Economics can help explain these closures.
We are turning up to pubs in fewer numbers and buying less beer. Indeed the demand for pub beer has dropped by 4.8% in the past year. It’s a simple case of there being lower “derived demand’. There is less need for both pubs and bar staff. Two reasons can be put forward for this change.
1. Price changes.
Some blame has been firmly placed at the feet of government. A duty escalator, introduced in 2008, means beers are taxed at 2% above inflation every year. This means tax accounts for a third of the cost of every pint. CAMRA, a pressure group, claims taxes on beer have risen by 40% since the escalator was introduced. The tax is an extra expense to producers who pass on the costs in the form of price increases. The escalator means a shift and decrease in supply. If you raise prices in real terms then you can expect demand to fall. The sensitivity of demand to these price changes is dependent on the price elasticity of demand for beer sold in pubs.
Around 50% of pubs are tied to big brewers. There is an argument that these brewers are passing on costs to publicans who cannot survive. For some pubs this means closure because the brewery can sell the pub premises to be converted to another use. Big brewers and pub chains prefer to invest in city centre pubs rather than suburban or rural ones.
2. Shifts in the demand curve.
The demand curve has shifted to the left. We want to buy fewer pub pints than before at each and every price level. One cause is very likely to result from an income effect - many people in the UK have seen a significant decline in real income since 2009. It means they have less disposable income and an even lower amount available for discretionary spending. As with other normal goods, when income falls so will demand.
Pub beer prices have been going up at a rate higher than inflation and possibly the price of substitutes has not risen so sharply as beer. Assuming a close substitute for beer purchased in a pub is beer purchased from a supermarket, and then it is possible to assume that cheap supermarket beer is having an impact of beer consumption in pubs. Evidence, however, indicates that supermarket sales of beer have actually dropped by 6.5% over the past year, so that argument won’t stand.
A close substitute for beer might be wine which is seeing an increase in consumption, but perhaps it’s better to look at pub experience as the product rather than the drinks that people consume there. If we look at it from this angle, changes in tastes and fashions might be more influential. Maybe the growth in coffee bars has had an impact on pubs. We may now prefer to invite friends around for a meal and drink rather than go to a pub. The smoking ban in enclosed public places came into force in England in 2007 has had a positive health impact, but also added to the decline in popularity of pubs.
The effects of pub closures.
Pub closures are often a real loss to the local community.
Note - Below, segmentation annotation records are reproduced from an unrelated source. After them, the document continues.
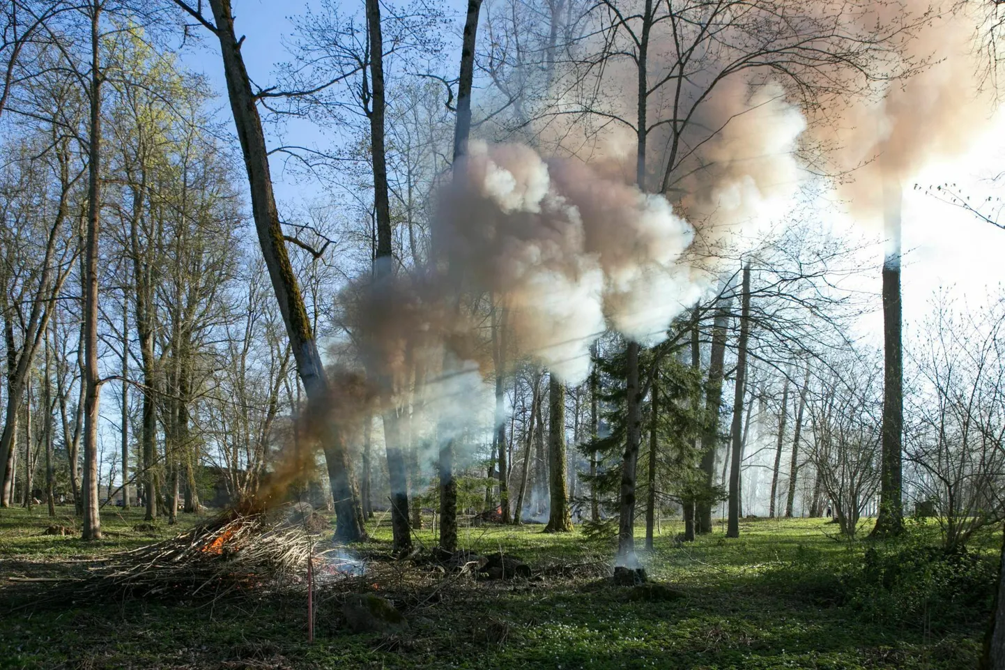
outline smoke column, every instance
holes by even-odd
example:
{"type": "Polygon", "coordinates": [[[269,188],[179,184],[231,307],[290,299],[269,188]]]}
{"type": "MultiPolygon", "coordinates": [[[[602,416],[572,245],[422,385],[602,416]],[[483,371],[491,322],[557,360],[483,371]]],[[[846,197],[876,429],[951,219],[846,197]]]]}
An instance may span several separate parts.
{"type": "Polygon", "coordinates": [[[434,262],[357,291],[350,321],[368,369],[400,376],[407,359],[433,365],[444,348],[487,365],[479,325],[449,308],[457,282],[464,296],[505,301],[518,355],[569,382],[586,377],[590,344],[607,324],[658,340],[702,291],[684,259],[692,229],[669,202],[576,160],[472,142],[438,196],[432,239],[450,272],[434,262]]]}

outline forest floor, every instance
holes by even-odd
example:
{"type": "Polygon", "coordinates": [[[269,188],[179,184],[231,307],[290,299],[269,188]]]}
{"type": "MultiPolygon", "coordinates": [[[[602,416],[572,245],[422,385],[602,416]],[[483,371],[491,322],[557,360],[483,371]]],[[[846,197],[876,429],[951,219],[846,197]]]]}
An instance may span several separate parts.
{"type": "MultiPolygon", "coordinates": [[[[73,525],[70,511],[61,508],[66,518],[57,522],[73,525]]],[[[379,517],[370,527],[376,541],[354,550],[374,561],[383,554],[387,562],[389,528],[379,517]]],[[[44,507],[0,510],[0,667],[974,668],[1001,541],[991,533],[972,541],[978,550],[947,572],[912,563],[912,556],[931,553],[919,547],[932,537],[911,546],[849,545],[820,519],[758,519],[741,524],[739,539],[727,539],[717,524],[711,535],[682,544],[674,539],[679,525],[664,522],[654,551],[640,552],[650,578],[672,587],[664,594],[598,576],[609,553],[579,531],[463,528],[461,546],[514,553],[535,576],[481,581],[433,572],[416,581],[414,597],[402,591],[404,580],[369,584],[410,622],[406,633],[390,637],[350,634],[338,606],[345,595],[323,584],[313,644],[303,589],[188,603],[32,605],[51,583],[8,579],[79,570],[74,560],[181,529],[137,532],[141,518],[106,508],[106,538],[83,542],[41,534],[52,523],[44,507]]],[[[180,525],[195,521],[186,516],[180,525]]],[[[935,531],[915,531],[926,533],[935,531]]],[[[433,544],[429,530],[416,537],[433,544]]]]}

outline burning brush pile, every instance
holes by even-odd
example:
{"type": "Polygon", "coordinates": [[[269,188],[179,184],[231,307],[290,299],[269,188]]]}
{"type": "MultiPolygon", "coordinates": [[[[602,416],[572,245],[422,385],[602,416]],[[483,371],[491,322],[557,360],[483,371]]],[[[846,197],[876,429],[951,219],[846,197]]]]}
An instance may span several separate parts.
{"type": "Polygon", "coordinates": [[[317,541],[310,524],[290,516],[230,511],[162,542],[114,553],[71,585],[80,596],[217,598],[298,581],[317,541]]]}

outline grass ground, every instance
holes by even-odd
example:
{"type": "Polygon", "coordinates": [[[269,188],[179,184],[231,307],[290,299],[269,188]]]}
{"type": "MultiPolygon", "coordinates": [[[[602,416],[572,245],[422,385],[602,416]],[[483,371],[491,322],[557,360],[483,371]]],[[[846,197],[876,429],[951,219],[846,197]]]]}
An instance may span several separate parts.
{"type": "MultiPolygon", "coordinates": [[[[664,523],[643,560],[651,577],[682,592],[674,600],[636,599],[632,589],[580,568],[604,554],[579,532],[546,535],[536,525],[463,529],[462,546],[501,548],[533,566],[564,565],[564,574],[552,570],[519,582],[444,575],[421,598],[406,602],[393,593],[411,622],[407,634],[394,638],[349,634],[338,597],[325,590],[314,644],[306,641],[306,608],[295,593],[10,611],[25,604],[26,594],[30,601],[51,587],[12,583],[8,576],[80,569],[62,561],[169,535],[166,527],[160,535],[134,531],[139,522],[133,512],[107,514],[106,539],[85,543],[42,535],[51,523],[44,509],[0,510],[0,667],[962,669],[976,665],[985,621],[981,608],[963,609],[947,622],[930,616],[926,604],[917,617],[904,617],[863,607],[860,598],[852,603],[840,575],[860,564],[868,547],[835,541],[817,519],[747,521],[740,539],[726,539],[717,527],[687,544],[675,542],[679,528],[664,523]]],[[[386,521],[371,530],[378,541],[359,550],[386,551],[386,521]]],[[[433,543],[428,530],[417,537],[433,543]]],[[[985,538],[987,556],[995,539],[985,538]]]]}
It also involves a change in land use. Pubs are sold off to be converted into private accommodation, supermarkets and even residential homes.
Supporters of the free market would say this is not a bad thing, because the bad pubs will close and the assets will be sold on to something that is in demand. However, pubs are part of our heritage, so is there another solution?
What can be done to save pubs?
- Community pubs which are divorced from the big brewers. Robert Plant and Peter Gabriel are amongst musicians that have joined a campaign to save Bath-based music venue pub “The Bell”. The campaign has worked with the council and now need to raise a further £200,000 to reach the valuation of the property. With large sums of money involved and community shareholders investment at risk, these community pubs will still need to be run on a commercial basis. Hattie Knight did a film about this.
- Micro breweries in the UK receive a tax incentive to help them compete with the big brewers. They might want to band together to buy pubs jointly and meet the local community needs.
- Tighten planning laws which allow pubs to be demolished or converted without the need for planning permission, but the reality is that use-category change regulations have been loosened.
- Change tax incentives. I went to a performance by the political comedian and activist, Mark Thomas, who asks the audience to suggest their own manifesto items and the audience vote to choose their priority. One audience chose to decrease the tax on beer sold in pubs, but at the same time increase the tax on beer sold in supermarkets. The idea would be to provide a disincentive for us to drink at home and an incentive to go to the pub. Interesting! It’s probably better to drink in a pub socially on occasions than at home, more often. It also has a greater impact on the local economy than a supermarket which already makes a profit anyway and won’t leave just because it sells less beer, wines and spirits.
Postscript. On the 20 March 1013 the UK government scrapped the duty escalator on beer. A big thumbs up for the pressure group CAMRA and other lobbyists.